History is replete with stories of organizations and corporations that decided not to take sides while the employees whose service and the customers whose monies they rely upon were marginalized. Thinking that you can quietly sit out a movement while we buy your wares is short-sighted. Such thinking may protect your next quarterly earnings projection, but, in the long run, ignoring a substantial and loyal consumer base is not a winning proposition.

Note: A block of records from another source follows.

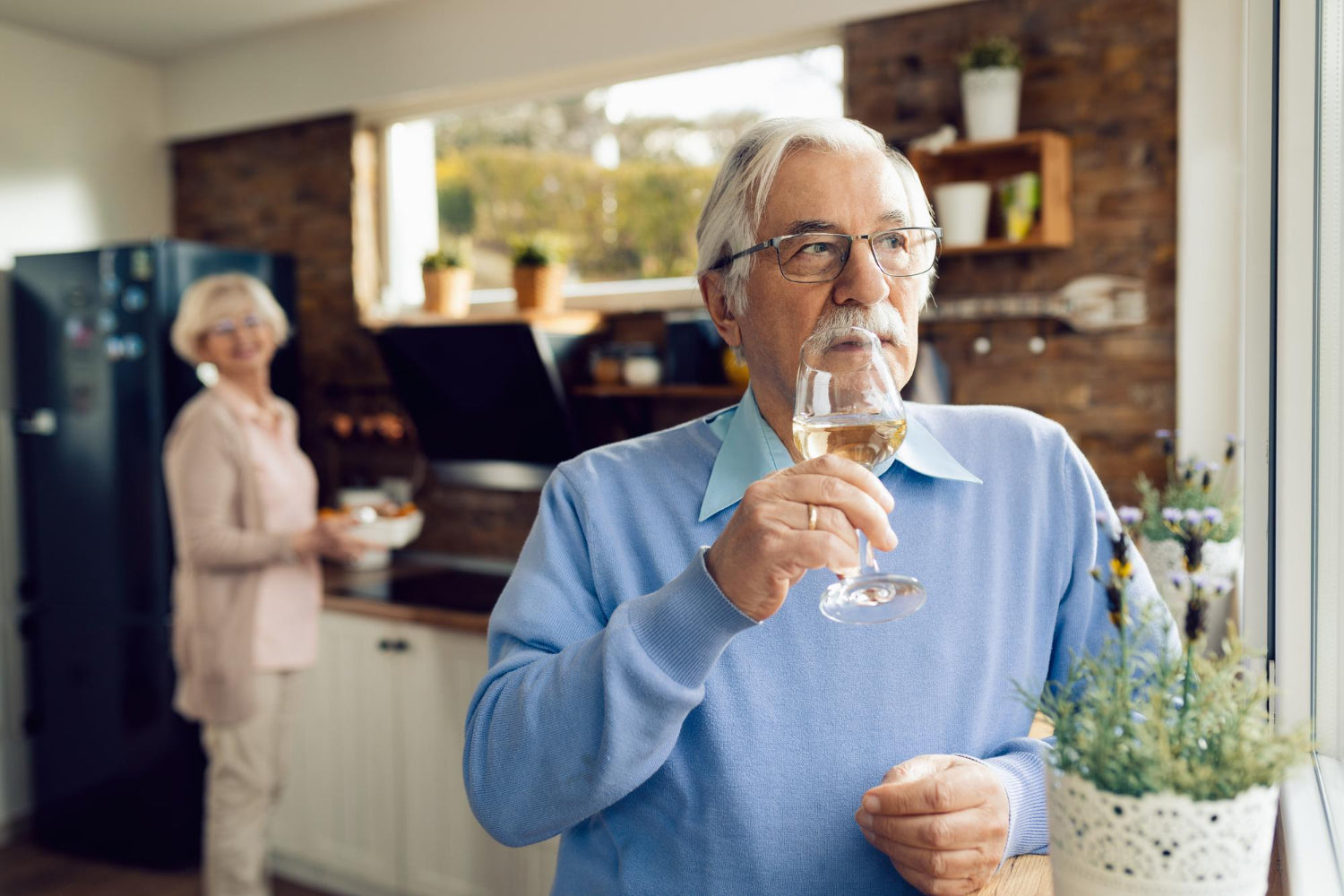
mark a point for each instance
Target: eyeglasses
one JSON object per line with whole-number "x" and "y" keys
{"x": 228, "y": 327}
{"x": 816, "y": 258}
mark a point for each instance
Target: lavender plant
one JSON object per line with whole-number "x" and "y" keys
{"x": 1191, "y": 485}
{"x": 1136, "y": 719}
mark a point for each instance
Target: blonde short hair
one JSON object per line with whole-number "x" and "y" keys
{"x": 210, "y": 298}
{"x": 737, "y": 201}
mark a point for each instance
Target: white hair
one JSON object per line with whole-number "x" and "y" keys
{"x": 737, "y": 201}
{"x": 212, "y": 297}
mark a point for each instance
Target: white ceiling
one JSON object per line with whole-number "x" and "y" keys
{"x": 163, "y": 30}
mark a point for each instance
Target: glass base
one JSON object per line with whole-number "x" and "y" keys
{"x": 879, "y": 597}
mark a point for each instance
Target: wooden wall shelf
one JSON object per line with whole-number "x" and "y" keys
{"x": 1046, "y": 152}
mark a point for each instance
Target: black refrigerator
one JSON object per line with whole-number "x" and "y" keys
{"x": 116, "y": 772}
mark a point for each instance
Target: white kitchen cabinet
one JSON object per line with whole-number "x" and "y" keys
{"x": 448, "y": 853}
{"x": 341, "y": 807}
{"x": 375, "y": 801}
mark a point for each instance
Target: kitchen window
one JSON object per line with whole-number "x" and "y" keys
{"x": 620, "y": 172}
{"x": 1295, "y": 402}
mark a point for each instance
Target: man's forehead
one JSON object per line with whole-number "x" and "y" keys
{"x": 820, "y": 191}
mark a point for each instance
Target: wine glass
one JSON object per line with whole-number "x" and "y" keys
{"x": 847, "y": 403}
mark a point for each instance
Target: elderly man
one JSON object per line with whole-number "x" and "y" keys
{"x": 663, "y": 691}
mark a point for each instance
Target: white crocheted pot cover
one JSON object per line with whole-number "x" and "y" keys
{"x": 1105, "y": 844}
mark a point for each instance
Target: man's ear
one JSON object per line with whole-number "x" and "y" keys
{"x": 717, "y": 303}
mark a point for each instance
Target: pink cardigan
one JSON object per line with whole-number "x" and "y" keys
{"x": 222, "y": 548}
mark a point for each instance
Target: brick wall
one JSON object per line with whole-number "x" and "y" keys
{"x": 289, "y": 190}
{"x": 1104, "y": 73}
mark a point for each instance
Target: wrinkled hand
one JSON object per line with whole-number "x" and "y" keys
{"x": 943, "y": 821}
{"x": 766, "y": 547}
{"x": 330, "y": 538}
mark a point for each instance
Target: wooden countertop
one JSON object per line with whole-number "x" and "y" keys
{"x": 338, "y": 581}
{"x": 408, "y": 613}
{"x": 1021, "y": 876}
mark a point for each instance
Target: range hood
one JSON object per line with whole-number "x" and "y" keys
{"x": 487, "y": 400}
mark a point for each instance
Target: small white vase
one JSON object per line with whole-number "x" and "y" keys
{"x": 1220, "y": 559}
{"x": 962, "y": 212}
{"x": 1105, "y": 844}
{"x": 989, "y": 101}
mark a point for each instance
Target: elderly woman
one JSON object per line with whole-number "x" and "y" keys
{"x": 247, "y": 587}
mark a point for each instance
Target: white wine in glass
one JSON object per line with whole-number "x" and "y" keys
{"x": 849, "y": 405}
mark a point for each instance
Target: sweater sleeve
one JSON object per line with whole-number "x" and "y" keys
{"x": 1082, "y": 625}
{"x": 578, "y": 710}
{"x": 202, "y": 482}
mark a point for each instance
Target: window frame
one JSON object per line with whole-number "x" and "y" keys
{"x": 1282, "y": 392}
{"x": 626, "y": 296}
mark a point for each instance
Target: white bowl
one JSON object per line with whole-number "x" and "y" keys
{"x": 962, "y": 212}
{"x": 390, "y": 530}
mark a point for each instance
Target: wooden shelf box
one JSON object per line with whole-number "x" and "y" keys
{"x": 1046, "y": 152}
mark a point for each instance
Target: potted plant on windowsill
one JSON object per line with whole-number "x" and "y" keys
{"x": 539, "y": 271}
{"x": 991, "y": 89}
{"x": 448, "y": 281}
{"x": 1166, "y": 769}
{"x": 1174, "y": 541}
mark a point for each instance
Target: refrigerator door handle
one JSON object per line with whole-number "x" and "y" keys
{"x": 40, "y": 422}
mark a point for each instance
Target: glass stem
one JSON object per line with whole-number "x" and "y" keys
{"x": 867, "y": 562}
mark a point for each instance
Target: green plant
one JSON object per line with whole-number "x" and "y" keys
{"x": 991, "y": 53}
{"x": 539, "y": 249}
{"x": 1191, "y": 485}
{"x": 454, "y": 255}
{"x": 1136, "y": 720}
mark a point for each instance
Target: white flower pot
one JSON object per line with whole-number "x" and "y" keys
{"x": 1104, "y": 844}
{"x": 1220, "y": 559}
{"x": 989, "y": 99}
{"x": 962, "y": 212}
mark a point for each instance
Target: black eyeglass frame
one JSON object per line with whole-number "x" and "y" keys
{"x": 774, "y": 244}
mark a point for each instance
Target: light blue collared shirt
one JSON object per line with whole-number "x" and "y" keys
{"x": 753, "y": 450}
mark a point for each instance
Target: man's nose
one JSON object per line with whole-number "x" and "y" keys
{"x": 862, "y": 281}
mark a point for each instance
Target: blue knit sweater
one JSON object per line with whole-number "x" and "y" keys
{"x": 683, "y": 748}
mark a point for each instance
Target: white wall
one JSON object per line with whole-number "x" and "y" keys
{"x": 1209, "y": 231}
{"x": 457, "y": 51}
{"x": 81, "y": 160}
{"x": 81, "y": 163}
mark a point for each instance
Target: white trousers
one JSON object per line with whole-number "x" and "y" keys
{"x": 244, "y": 778}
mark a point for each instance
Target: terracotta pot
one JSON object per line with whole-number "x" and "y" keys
{"x": 539, "y": 288}
{"x": 448, "y": 290}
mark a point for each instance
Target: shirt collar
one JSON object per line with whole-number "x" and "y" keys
{"x": 752, "y": 450}
{"x": 245, "y": 406}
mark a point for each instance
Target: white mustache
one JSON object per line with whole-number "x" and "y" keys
{"x": 882, "y": 319}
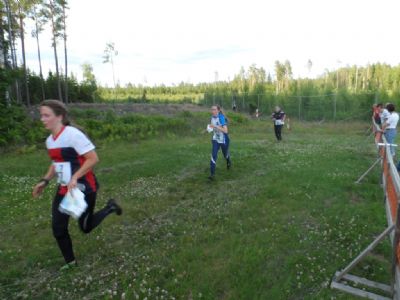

Make no mistake. We know who stood with us during good times, and we are paying close attention to those that abandon us in a time of need. American business and its leaders are uniquely positioned to send a powerful signal and set the tone for our country. Marc Benioff, the CEO of Salesforce, did just that when he pulled his company out of Georgia and Indiana because of anti-LGBTQ+ legislation. Similarly, PayPal canceled a planned expansion in North Carolina in the wake of its passage of HB 2, the so-called ‘bathroom bill,’ which also led the NCAA to pull future athletic events from the state. Like Starbucks’ support for marriage equality, these organizations understand the importance of doing the right thing even when there’s risk involved. Isn’t that what they teach in business school? No risk, no reward.
Corporate executives lead every day. Now is the time to leverage your voice and your brand to do the right thing. Stand with human rights and invite your employees to stand proudly on the right side of history. Join us on the obvious arc towards more tolerance and more freedom. We understand this feels uncomfortable but giant leaps of faith are when the magic happens. Circling back to one of Dr. King’s profound lessons, “The ultimate measure of a man is not where he stands in moments of comfort and convenience, but where he stands at times of challenge and controversy.” Please don’t leave us now when now is when we need you most.
Join us at Hollywood and Highland on Sunday June 11 at 8AM.